RTT et préavis de démission : une interaction délicate
L’articulation entre préavis démission et RTT est cruciale et souvent source de confusion. Un salarié peut-il imposer à son employeur de prendre ses RTT restants durant son préavis ? La réponse est non. La pose des jours de RTT, même pendant le préavis, requiert l’accord de l’employeur. À l’inverse, l’employeur peut-il imposer la prise de RTT pour solder le compteur avant le départ ? Oui, si l’accord d’entreprise le prévoit et s’il respecte un délai de prévenance raisonnable. Une question fréquente concerne la durée du préavis : la prise de jours de RTT pendant cette période ne décale pas le terme du préavis. Contrairement aux congés payés, dont la prise peut suspendre et donc prolonger le préavis si elle n’a pas été convenue avant la notification de la démission, les RTT n’ont pas cet effet. La date de fin de contrat reste inchangée. La gestion de la situation démission rtt préavis doit donc faire l’objet d’une discussion claire entre le salarié et l’employeur pour éviter tout malentendu.

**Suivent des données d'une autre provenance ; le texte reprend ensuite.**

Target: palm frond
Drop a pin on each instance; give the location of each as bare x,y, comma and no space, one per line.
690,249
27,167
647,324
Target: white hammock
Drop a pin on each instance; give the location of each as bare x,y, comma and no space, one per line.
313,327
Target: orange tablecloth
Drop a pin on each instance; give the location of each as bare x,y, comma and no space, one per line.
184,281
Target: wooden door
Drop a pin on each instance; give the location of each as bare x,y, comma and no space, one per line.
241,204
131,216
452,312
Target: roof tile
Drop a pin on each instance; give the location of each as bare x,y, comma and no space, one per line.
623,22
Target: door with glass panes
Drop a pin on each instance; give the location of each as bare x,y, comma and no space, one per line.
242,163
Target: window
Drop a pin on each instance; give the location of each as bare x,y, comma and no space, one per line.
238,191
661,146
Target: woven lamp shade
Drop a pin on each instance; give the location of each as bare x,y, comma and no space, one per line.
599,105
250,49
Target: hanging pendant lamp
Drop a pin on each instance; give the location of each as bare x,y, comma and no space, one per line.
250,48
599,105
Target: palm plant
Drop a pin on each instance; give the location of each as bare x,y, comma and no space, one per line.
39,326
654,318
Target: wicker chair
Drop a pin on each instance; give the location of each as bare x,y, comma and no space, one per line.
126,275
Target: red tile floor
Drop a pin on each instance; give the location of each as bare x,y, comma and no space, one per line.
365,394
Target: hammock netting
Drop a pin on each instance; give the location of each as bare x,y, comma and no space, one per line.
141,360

Calcul et paiement de l’indemnité compensatrice de RTT
Lorsque le paiement des RTT est acté, il faut en comprendre le calcul. L’indemnité compensatrice est calculée selon la règle du maintien de salaire. Autrement dit, chaque jour de RTT non pris est payé sur la base du salaire que le collaborateur aurait perçu s’il avait travaillé ce jour-là. Le calcul est simple : il s’agit de déterminer le salaire journalier du salarié au moment de son départ et de le multiplier par le nombre de jours de RTT restants. Cette indemnité est considérée comme un complément de salaire. Elle est donc soumise aux mêmes cotisations sociales (retraite, chômage, maladie) et à l’impôt sur le revenu. Le paiement de cette somme doit intervenir au moment du départ du salarié, avec son dernier salaire. Elle doit figurer de manière distincte sur le bulletin de paie final, qui accompagne le solde de tout compte. Il est essentiel de vérifier attentivement ce document pour s’assurer que le compte est juste et que tous les jours dus ont été correctement rémunérés.